Leçon 121.   L'Être et le jugement moral      pdf téléchargement     Téléchargement du dossier de la teçon

    Nous avons tendance à juger les autres, à les condamner, comme nous sommes aussi très prompts à nous juger nous-mêmes et à nous condamner. C’est un mouvement quasi irrépressible qui se traduit par des formules du type : « ce n’est pas bien »,  « c’est mal», « tu devrais avoir honte ». Ce qui s’appelle moraliser quelqu’un.
    Mais qu’est-ce qui autorise le jugement moral ? Pour juger moralement, il faut nécessairement comparer ce qui est avec une représentation de ce qui devrait être. Celui qui juge moralement et prononce une condamnation, dénonce ce qui est à partir de ce qui devrait être. A l’inverse, quand nous sommes satisfaits de l’adéquation, nous passons de la condamnation à l’identification. On dit parfois « oui, c’est vraiment très bien » pour flatter quelqu’un dans son personnage, comme on se fait pour soi-même de l’auto-flatterie. Nous pouvons aussi passer de l’identification à la condamnation de manière impulsive. Je trouve une chose « très bien », je porte aux nues une personne, et le lendemain je suis tout à fait capable de détester et de condamner ce que j’ai aimé et qui m’a déçu. Enfin, très curieusement,  en jugeant moralement, nous croyons assumer une position d’autorité incontestable. Celui qui condamne est souvent sûr de lui, il sait ce qui est bien ou ce qui est mal. Il est donc toujours surpris quand il est jugé à son tour. D’une façon générale, nous passons notre temps à juger les autres, mais nous avons horreur d’être jugé.

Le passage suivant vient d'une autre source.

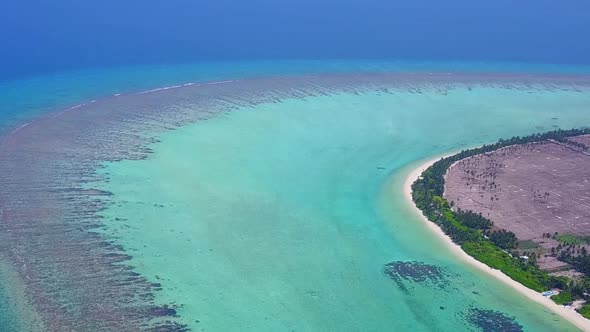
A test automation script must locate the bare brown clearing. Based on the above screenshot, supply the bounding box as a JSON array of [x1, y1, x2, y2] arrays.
[[445, 135, 590, 271]]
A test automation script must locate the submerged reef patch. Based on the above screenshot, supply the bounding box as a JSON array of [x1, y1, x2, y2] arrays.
[[464, 308, 524, 332], [383, 260, 454, 292]]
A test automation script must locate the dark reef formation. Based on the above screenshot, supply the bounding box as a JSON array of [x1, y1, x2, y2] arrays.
[[0, 73, 589, 330], [465, 308, 524, 332], [383, 260, 454, 292]]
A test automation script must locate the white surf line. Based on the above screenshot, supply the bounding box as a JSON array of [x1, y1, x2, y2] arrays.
[[134, 80, 238, 95], [48, 104, 86, 118], [135, 85, 184, 95], [8, 122, 31, 136], [9, 79, 240, 136], [203, 80, 236, 85]]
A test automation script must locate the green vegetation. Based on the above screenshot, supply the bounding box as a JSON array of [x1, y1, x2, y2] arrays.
[[551, 291, 573, 305], [549, 232, 590, 279], [455, 210, 493, 230], [517, 240, 540, 250], [411, 128, 590, 313], [486, 229, 518, 250], [559, 249, 590, 276], [462, 241, 548, 291], [555, 234, 590, 246], [579, 304, 590, 319]]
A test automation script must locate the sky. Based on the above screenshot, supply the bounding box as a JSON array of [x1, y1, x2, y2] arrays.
[[1, 0, 590, 79]]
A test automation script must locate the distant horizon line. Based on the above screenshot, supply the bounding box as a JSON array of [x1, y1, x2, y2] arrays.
[[4, 58, 590, 84]]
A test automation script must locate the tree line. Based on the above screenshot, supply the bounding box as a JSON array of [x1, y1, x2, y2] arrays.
[[411, 128, 590, 315]]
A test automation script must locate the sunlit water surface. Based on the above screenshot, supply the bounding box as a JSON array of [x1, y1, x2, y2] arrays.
[[94, 86, 590, 331]]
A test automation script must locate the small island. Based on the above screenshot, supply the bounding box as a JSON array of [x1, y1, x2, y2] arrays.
[[411, 128, 590, 322]]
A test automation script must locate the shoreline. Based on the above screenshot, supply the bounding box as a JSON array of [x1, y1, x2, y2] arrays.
[[402, 156, 590, 331]]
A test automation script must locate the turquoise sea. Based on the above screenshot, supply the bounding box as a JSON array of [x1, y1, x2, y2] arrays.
[[1, 61, 590, 331]]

    Nous avons tous un jour ou l’autre reçu ce conseil de ne pas juger, surtout quand on ne connaît pas. Nous savons ce que représentent les préjugés, quels torts ils peuvent causer et nous devrions tout de même savoir nous en prémunir. La violence morale s’exprime souvent dans des mots durs qui ne sont que la traduction de jugement moraux.

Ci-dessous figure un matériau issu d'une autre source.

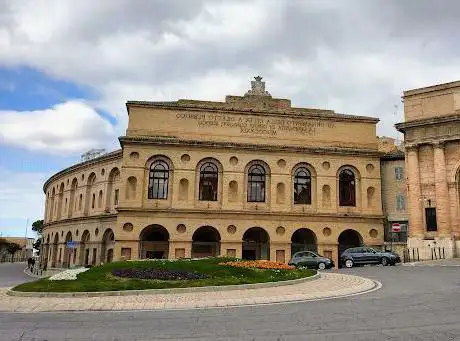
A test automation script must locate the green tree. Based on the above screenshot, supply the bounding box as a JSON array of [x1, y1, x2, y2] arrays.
[[6, 242, 21, 262], [32, 220, 44, 235]]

    Le fond du problème, radicalement, c’est surtout de savoir si cela a vraiment un sens de juger moralement ce qui est. Dans quelle mesure un jugement moral peut-il être fondé en réalité ? Comment savons nous qu’une chose est « bonne » ou « mauvaise » ? Le bien et le mal existe-t-il vraiment dans les choses que nous puissions nous sentir autorisé de déclarer que ceci ou cela est bien ou mal ?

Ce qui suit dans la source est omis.